Swish and Spit Test Provides Early Evidence of Oral Cancer
Studies show that epithelial cells of the mouth collected by a simple "swish and spit" method can be used to detect potential early evidence of oral cancer.
While researchers at the University of Buffalo and Roswell Park Cancer Institute say the studies are preliminary, the findings could lead to a simple, routine and inexpensive way to detect oral cancer in its earliest stages. More than 34,000 Americans will be diagnosed with oral or pharyngeal cancer in 2008 and only half of those will be alive in five years, according to the Oral Cancer Foundation. Oral cancer is the 6th most common cancer worldwide.
The cancer marker studied, say researchers, is a fibrous protein molecule known as cytokeratin 8 (CK8).
"This cytokeratin has emerged recently as a potential cellular marker of pre-malignant changes in oral epithelial cells and of increased risk of cancer development," said Jennifer Frustino, a predoctoral student at the UB School of Dental Medicine and first author on the study.
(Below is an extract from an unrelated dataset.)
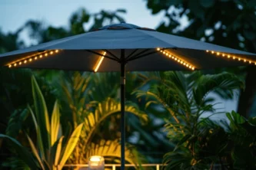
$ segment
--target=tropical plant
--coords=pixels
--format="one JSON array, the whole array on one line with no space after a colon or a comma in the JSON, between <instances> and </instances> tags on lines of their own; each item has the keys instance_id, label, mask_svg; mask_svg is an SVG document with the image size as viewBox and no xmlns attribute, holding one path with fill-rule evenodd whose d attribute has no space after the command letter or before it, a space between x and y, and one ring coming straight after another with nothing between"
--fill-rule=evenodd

"These markers are especially useful because they are abundant, stable and easily stained and detected," Ms. Frustino said. "Cytokeratin 8 expression is closely related to abnormalities of epithelial cells and shows a positive correlation with the development of head and neck squamous cell carcinoma."
Epithelial cells line all internal and external body surfaces. To conduct the study, saliva samples were collected from eight subjects with oral cancer or a history of abnormal oral lesions and five healthy controls. Participants brushed and rinsed with saline before providing the saliva sample containing cheek cells.
The results showed that the percentage of cells with CK8 was significantly higher in the cancer/abnormal samples than in samples from the normal controls.
"This is the first study that detects CK8 as a biomarker through an easy collection method and simple analysis. The study is continuing and the results remain promising as more patients are enrolled," said Ms. Frustino. "Early detection is critically important in diagnosing and managing oral cancer.
"CK8 manifests as an early biomarker in malignancy," she continued, "This marker may someday provide a focused target for early detection through a simple test done routinely in a dental office."